Rationalization	Rebuttal
"The tool is missing — just write an empty fleeting note with a source link."	"An empty note with provenance metadata masquerading as captured content is worse than no note at all — it pollutes future search and appears 'processed' when it is not. Escalate via BLOCKED."
"Skip the approval gate — the user already chose to capture this."	"Tool output is noisy: VTT timestamps survive, whisper inserts `[inaudible]`, OCR mangles layout. The approval gate exists so the user sees what the vault will actually contain."
"Transcript has garbage — ship it anyway, the user can fix it in Obsidian."	"Captured notes are the raw intake layer for the entire pipeline.

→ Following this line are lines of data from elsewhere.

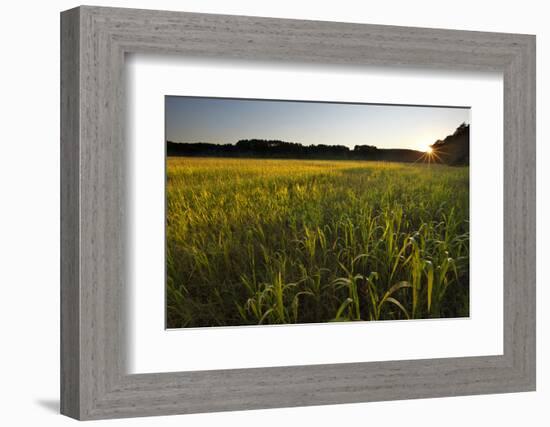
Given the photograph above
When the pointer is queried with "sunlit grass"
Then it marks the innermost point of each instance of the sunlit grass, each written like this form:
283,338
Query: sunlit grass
295,241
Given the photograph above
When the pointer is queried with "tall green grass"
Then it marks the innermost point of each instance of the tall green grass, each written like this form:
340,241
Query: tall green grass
294,241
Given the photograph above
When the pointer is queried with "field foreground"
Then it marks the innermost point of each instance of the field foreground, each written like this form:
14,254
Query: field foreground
254,241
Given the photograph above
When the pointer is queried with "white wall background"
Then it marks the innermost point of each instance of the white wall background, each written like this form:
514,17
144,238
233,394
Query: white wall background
29,212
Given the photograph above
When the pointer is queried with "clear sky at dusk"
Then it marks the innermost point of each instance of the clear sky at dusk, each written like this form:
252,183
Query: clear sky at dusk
221,121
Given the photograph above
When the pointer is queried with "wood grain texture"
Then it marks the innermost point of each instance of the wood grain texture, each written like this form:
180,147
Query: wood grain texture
94,380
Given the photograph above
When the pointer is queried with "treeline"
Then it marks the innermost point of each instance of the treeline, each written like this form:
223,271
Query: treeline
454,150
263,148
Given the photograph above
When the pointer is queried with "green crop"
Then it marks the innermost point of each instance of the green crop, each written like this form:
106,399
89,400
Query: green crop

Bad captures propagate into atomization, linking, and Q&A. Either a fallback tool recovers quality or the user says BLOCKED."

Red Flags

Dispatching capture-normalizer before running which <tool> detection.
Writing a fleeting note with an empty body because the transcription tool failed.
Presenting the approval gate as a path or one-line status instead of the verbatim transcript.
Skipping the modality detection step and guessing from filename alone when $ARGUMENTS[2] was provided.
Writing to the vault root or to <vault>/permanent/ instead of <vault>/<INBOX_FOLDER>/.
Omitting source_type, captured_at, or status: draft from the frontmatter.

Verification

Print this block before concluding — silent checks get skipped:

vault-ingest verification:
  [ ] Tool detection logged to tooling.md before capture-normalizer dispatch
  [ ] Transcript shown verbatim via AskUserQuestion before any vault write
  [ ] Fleeting note written under <vault>/<INBOX_FOLDER>/ with source_type + captured_at + status: draft
  [ ] state.md Status is `complete` with Completed timestamp

If any box is unchecked, the skill did not run correctly — report the failure explicitly rather than claiming success.